DecimalIntegerLiteral ::
    0
    NonZeroDigit DecimalDigits(opt)

However, ECMAScript 3 allowed (as an optional extension) to parse literals with leading zeros in base 8:

OctalIntegerLiteral ::
    0 OctalDigit
    OctalIntegerLiteral OctalDigit

But ECMAScript 5 forbade doing that in strict-mode:

A conforming implementation, when processing strict mode code (see 10.1.1), must not extend the syntax of NumericLiteral to include OctalIntegerLiteral as described in B.1.1.

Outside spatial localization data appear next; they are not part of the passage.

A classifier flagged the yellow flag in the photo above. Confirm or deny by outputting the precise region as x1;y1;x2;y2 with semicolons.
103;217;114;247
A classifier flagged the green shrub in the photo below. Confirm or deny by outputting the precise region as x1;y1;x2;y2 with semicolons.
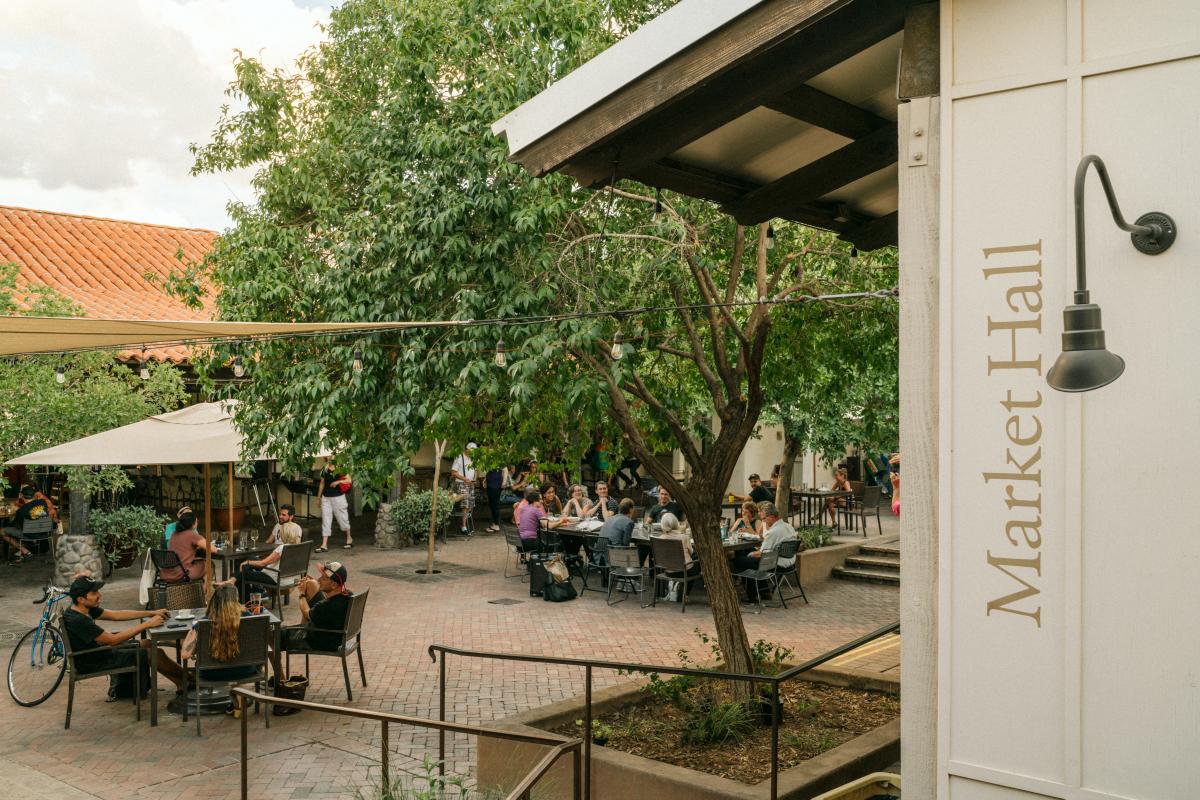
389;488;455;543
89;505;168;564
354;755;491;800
796;525;833;551
681;695;755;746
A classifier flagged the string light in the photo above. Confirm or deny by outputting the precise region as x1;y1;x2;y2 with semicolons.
352;348;363;373
766;225;776;250
654;188;663;216
850;247;859;268
610;331;624;361
494;339;506;368
55;363;65;384
232;355;245;378
138;348;150;380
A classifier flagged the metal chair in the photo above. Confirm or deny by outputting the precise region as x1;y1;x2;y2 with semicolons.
58;618;142;730
581;537;611;593
284;588;369;700
245;541;313;610
732;550;781;613
503;529;531;579
150;548;189;586
605;546;646;606
772;539;808;606
186;615;271;736
844;485;884;537
649;537;703;613
11;515;55;563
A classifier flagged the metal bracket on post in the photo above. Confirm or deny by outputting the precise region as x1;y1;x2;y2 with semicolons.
906;96;931;168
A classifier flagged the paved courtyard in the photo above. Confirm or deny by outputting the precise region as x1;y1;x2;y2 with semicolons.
0;517;899;799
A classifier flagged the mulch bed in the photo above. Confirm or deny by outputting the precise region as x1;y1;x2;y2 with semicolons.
549;680;899;785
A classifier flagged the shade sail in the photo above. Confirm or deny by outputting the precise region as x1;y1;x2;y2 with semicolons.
0;316;454;357
6;400;329;466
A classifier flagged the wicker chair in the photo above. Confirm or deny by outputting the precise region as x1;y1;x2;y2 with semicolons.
284;589;369;700
605;546;646;607
649;537;703;613
185;615;272;736
245;541;313;610
58;619;142;730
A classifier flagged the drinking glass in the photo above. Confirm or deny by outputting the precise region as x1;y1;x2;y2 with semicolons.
249;593;263;614
250;530;260;547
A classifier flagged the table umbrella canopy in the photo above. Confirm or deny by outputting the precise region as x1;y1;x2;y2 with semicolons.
6;400;329;466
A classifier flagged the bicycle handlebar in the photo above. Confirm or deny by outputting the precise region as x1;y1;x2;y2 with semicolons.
34;585;66;604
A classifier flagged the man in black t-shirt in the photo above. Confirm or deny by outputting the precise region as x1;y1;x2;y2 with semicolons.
61;576;186;687
3;486;54;562
283;561;353;652
734;473;776;505
645;487;684;524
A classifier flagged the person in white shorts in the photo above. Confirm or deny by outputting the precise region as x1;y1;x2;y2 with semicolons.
450;443;478;537
316;464;353;552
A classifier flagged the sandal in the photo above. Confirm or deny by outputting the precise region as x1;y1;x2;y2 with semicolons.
342;542;354;549
315;546;328;553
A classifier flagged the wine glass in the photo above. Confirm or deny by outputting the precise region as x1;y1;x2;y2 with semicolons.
250;529;260;548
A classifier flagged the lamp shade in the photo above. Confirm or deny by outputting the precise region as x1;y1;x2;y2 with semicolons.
1046;301;1125;392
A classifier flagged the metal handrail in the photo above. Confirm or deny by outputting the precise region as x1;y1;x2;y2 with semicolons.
428;620;900;800
231;688;583;800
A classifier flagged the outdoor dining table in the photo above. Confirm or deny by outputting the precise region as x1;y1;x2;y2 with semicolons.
145;607;282;726
554;521;759;554
795;489;854;533
210;542;276;582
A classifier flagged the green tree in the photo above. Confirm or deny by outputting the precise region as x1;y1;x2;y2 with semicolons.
188;0;893;679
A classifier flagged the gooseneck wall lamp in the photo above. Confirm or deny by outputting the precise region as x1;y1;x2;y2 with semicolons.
1046;155;1178;392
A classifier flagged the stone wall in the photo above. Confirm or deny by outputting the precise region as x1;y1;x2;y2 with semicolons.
55;533;105;585
374;502;401;549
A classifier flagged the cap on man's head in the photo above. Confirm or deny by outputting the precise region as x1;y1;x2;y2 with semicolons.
748;473;760;481
319;561;348;586
68;576;105;600
466;442;478;450
19;485;36;499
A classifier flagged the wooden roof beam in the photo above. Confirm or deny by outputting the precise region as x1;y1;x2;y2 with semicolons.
838;210;898;250
723;124;898;225
764;84;891;140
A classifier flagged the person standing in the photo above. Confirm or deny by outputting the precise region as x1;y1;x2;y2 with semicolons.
317;463;353;553
450;443;478;537
484;467;504;533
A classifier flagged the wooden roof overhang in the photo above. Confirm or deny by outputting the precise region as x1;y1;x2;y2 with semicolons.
494;0;937;251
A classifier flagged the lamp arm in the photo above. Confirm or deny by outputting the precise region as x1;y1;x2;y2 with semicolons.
1073;155;1164;299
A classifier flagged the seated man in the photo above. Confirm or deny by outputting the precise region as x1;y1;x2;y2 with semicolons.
163;511;217;583
644;487;684;524
583;481;619;522
62;575;186;691
3;485;55;563
593;498;636;563
265;504;302;545
730;503;797;601
282;561;354;652
733;473;775;504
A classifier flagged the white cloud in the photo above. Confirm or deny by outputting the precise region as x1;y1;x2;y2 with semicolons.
0;0;331;231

ECMAScript 6 introduces BinaryIntegerLiteral and OctalIntegerLiteral, so now we have more coherent literals:

• BinaryIntegerLiteral, prefixed with 0b or 0B.
• OctalIntegerLiteral, prefixed with 0o or 0O.
• HexIntegerLiteral, prefixed with 0x or 0X.

The old OctalIntegerLiteral extension has been renamed to LegacyOctalIntegerLiteral, which is still allowed in non-strict mode.

Conclusion

Therefore, if you want to parse a number in base 8, use the 0o or 0O prefixes (not supported by old browsers), or use parseInt.

And if you want to be sure your numbers will be parsed in base 10, remove leading zeros, or use parseInt.

Examples

• 010
  • In strict mode (requires ECMAScript 5), it throws.
  • In non strict mode, it may throw or return 8 (implementation dependent).
• 0o10, 0O10
  • Before ECMAScript 6, they throw.
  • In ECMAScript 6, they return 8.
• parseInt('010', 8)
  • It returns 8.
• parseInt('010', 10)
  • It returns 10.